Programmatically show and hide the Windows taskbar

I've been working on an application launcher for multi-touch surfaces. As a part of the experience, I wanted to hide the Windows taskbar, as it didn't feel very 360 degrees - multi-touch - multi-user, as was the intention of my launcher.
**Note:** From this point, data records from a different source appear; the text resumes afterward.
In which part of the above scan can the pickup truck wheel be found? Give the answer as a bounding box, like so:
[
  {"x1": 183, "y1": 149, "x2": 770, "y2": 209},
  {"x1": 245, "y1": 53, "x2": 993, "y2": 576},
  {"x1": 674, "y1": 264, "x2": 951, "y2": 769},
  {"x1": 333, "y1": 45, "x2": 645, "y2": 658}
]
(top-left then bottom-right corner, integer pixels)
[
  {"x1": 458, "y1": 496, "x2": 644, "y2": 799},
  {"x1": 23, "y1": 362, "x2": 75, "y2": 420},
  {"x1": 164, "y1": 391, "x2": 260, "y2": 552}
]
Anyway, this is what I compiled:

WPF App Constructor

        public App()
        {
            ViewModel = new AppViewModel();
            _systemTrayHandle = FindWindow("Shell_traywnd", "");
            _startButtonHandle = FindStartButton();
        }

Imports
        #region Windows API Imports & Utilities
        [DllImport("user32.dll", SetLastError = true)]
        static extern IntPtr FindWindow(string lpClassName, string lpWindowName);

        [DllImport("user32.dll")]
        [return: MarshalAs(UnmanagedType.Bool)]
        static extern bool SetWindowPos(IntPtr hWnd, IntPtr hWndInsertAfter, int X, int Y, int cx, int cy, SetWindowPosFlags uFlags);

        [DllImport("user32.dll", SetLastError = true)]
        static extern IntPtr FindWindowEx(IntPtr hwndParent, IntPtr hwndChildAfter, string lpszClass, string lpszWindow);

        [DllImport("user32.dll", SetLastError = false)]
        static extern IntPtr GetDesktopWindow();

        private IntPtr FindStartButton()
        {
            IntPtr handleOfDesktop = GetDesktopWindow();
            IntPtr handleOfStartButton = FindWindowEx(handleOfDesktop, IntPtr.Zero, "Button", null);
            return handleOfStartButton;
        }

What you're here for:
        private void HideWindowsTaskbar()
        {
            SetWindowPos(_systemTrayHandle, IntPtr.Zero, 0, 0, 0, 0, SetWindowPosFlags.SWP_HIDEWINDOW);
            SetWindowPos(_startButtonHandle, IntPtr.Zero, 0, 0, 0, 0, SetWindowPosFlags.SWP_HIDEWINDOW);
        }

        private void ShowWindowsTaskbar()
        {
            SetWindowPos(_systemTrayHandle, IntPtr.Zero, 0, 0, 0, 0, SetWindowPosFlags.SWP_SHOWWINDOW);
            SetWindowPos(_startButtonHandle, IntPtr.Zero, 0, 0, 0, 0, SetWindowPosFlags.SWP_SHOWWINDOW);
        }
        #endregion

The SetWindowsPosFlags enumeration, I found at pinvoke.net - your source for platform invoke-stuff.